Ao fim do sexto período ela parecia outra pessoa aos meus olhos. Além de se parecer com uma Barbie, ela era divertida, gentil, e tinha um exelente gosto musical. Conforme passávamos, todos a cumprimentavam no corredor e me perguntei qual o número exato de alunos que ela já recepcionara na escola.

– Almoce comigo. - Ela pediu.

– Claro, contanto que não seja nas mesas perto da janela...

Ela sorriu um sorriso sincero mas melancólico, enquanto seus olhos enrugavam no canto e suas covinha apareciam. Eu já estava me acostumando ao seu sorriso melancólico e cansado. Parecia ser o único que ela tinha, mas, de certa forma, combinava com seu hábito de piscar os longos cílios com forca quando estava irritada e o de estar, discretamente, sempre atenta, como se a qualquer momento alguém fosse tentar matá-la.

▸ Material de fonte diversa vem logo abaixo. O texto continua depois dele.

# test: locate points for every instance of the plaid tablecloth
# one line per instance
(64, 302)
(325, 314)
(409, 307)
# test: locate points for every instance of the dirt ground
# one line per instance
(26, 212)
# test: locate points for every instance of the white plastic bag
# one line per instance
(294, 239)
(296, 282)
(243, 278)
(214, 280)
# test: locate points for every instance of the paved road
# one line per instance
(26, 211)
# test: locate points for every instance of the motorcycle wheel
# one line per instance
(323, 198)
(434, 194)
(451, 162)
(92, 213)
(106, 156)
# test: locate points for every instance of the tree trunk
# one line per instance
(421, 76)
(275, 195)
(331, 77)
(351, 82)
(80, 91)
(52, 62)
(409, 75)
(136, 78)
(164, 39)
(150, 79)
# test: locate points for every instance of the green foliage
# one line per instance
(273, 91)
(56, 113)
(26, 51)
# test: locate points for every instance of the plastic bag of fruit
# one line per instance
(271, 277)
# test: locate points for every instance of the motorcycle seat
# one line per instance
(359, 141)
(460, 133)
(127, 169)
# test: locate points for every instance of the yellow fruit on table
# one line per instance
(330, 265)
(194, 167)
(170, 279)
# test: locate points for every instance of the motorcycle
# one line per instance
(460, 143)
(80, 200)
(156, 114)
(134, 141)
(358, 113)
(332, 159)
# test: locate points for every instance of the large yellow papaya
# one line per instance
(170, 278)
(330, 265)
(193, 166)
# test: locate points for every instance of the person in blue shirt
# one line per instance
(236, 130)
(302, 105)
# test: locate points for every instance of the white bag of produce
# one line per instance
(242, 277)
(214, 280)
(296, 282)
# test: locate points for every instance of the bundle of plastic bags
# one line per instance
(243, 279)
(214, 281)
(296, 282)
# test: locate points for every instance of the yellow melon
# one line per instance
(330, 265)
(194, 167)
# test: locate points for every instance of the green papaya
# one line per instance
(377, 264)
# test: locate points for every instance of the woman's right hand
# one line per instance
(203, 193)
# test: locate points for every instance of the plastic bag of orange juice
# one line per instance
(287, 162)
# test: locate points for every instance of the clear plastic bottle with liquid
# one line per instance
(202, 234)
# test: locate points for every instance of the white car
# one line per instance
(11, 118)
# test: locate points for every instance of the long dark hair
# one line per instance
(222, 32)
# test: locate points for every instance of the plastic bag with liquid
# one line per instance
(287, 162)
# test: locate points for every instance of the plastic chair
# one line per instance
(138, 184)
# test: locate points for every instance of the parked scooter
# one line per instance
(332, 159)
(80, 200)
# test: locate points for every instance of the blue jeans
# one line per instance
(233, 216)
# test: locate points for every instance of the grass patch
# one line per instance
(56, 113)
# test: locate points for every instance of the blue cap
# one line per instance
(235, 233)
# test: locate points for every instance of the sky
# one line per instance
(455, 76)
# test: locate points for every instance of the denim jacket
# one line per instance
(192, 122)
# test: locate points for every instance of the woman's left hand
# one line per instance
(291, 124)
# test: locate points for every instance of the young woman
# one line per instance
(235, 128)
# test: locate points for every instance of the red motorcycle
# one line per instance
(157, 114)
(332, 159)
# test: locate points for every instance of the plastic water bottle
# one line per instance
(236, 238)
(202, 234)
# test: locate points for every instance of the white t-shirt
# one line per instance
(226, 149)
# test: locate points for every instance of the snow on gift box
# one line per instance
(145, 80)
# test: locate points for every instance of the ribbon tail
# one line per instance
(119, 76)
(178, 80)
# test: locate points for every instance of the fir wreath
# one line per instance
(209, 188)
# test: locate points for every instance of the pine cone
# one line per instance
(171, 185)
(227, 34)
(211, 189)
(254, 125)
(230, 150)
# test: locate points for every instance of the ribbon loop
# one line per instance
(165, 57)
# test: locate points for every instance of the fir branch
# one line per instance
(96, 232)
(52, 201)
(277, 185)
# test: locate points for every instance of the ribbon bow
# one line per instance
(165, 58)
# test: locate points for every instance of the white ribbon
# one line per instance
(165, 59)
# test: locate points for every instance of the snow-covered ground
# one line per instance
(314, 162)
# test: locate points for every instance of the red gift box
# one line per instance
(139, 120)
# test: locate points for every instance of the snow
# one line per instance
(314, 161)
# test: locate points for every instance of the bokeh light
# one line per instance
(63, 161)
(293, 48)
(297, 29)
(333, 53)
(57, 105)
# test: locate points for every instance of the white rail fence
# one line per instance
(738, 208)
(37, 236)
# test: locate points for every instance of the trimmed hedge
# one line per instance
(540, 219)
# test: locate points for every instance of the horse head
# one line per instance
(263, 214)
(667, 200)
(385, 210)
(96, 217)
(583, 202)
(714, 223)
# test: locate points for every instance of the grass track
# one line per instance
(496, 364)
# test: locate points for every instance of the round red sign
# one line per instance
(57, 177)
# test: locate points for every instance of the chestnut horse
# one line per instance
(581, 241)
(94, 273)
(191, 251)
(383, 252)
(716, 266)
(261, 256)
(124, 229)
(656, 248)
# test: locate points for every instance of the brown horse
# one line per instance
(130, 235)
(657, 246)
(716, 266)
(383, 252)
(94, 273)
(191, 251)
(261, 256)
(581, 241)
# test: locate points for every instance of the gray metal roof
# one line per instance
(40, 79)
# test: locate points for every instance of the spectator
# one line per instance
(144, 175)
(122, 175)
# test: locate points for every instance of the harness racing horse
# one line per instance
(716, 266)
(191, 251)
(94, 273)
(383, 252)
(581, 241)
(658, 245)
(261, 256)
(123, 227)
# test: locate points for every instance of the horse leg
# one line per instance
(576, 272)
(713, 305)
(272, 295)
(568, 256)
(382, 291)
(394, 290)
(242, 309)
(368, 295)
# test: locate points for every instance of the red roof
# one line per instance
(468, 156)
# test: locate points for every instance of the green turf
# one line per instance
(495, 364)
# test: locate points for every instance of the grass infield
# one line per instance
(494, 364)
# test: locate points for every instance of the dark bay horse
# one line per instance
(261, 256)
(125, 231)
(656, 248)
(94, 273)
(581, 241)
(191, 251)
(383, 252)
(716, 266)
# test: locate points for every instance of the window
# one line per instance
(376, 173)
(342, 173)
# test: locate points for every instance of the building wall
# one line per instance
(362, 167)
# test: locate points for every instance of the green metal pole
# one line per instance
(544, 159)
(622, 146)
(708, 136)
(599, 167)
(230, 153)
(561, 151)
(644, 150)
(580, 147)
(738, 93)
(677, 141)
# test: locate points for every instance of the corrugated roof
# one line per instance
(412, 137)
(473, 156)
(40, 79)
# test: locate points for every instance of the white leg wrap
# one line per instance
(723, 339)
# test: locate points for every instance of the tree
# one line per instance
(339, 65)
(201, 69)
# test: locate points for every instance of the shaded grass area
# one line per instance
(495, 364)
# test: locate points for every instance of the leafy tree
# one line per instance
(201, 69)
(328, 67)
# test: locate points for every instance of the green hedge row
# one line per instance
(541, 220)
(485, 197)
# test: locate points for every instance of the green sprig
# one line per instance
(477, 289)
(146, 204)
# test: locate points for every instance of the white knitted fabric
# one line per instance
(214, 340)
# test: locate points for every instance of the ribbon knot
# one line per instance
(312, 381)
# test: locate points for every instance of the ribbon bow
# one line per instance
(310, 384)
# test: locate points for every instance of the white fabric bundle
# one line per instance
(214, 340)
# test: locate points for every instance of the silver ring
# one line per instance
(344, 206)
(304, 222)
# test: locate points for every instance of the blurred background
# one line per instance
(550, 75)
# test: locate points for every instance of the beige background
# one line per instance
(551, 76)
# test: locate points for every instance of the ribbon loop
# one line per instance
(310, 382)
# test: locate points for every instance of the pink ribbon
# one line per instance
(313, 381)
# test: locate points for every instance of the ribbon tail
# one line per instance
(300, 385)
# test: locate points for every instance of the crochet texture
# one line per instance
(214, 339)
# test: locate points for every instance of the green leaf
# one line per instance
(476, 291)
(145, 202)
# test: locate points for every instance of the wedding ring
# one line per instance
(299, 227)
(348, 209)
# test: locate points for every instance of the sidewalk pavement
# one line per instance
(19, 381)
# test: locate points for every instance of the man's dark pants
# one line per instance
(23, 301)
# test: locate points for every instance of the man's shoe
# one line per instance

– Você aprende rápido, Astryd. Talvez sobreviva ao inferno, afinal.

Nós nos servimos da comida que era relativamente satisfatória e nos sentamos em uma mesa longe da janela, com mais seis adolescentes que eu nunca vira antes.

– Olá pessoinhas! Feliz segunda semana do mês para vocês!

– Para você também, Khyra. - Uma garota com brincos de pérolas respondeu. - Quem é você, querida?

– Ah, claro. Falha minha. Pessoal, essa é Astryd. Ela vai almoçar conosco hoje. Astryd, esses são Maeve, Eccho, Jade, Peter, Cora e Isaac. Não se deixe enganar, apesar da aparencia eles são adoráveis, eu juro.

Alguns fizeram sons de indignação e eu me sentei entre Khyra e a garota chamada Eccho. Enquanto almoçávamos, converssavamos e riamos, eu observei todos, como de costume.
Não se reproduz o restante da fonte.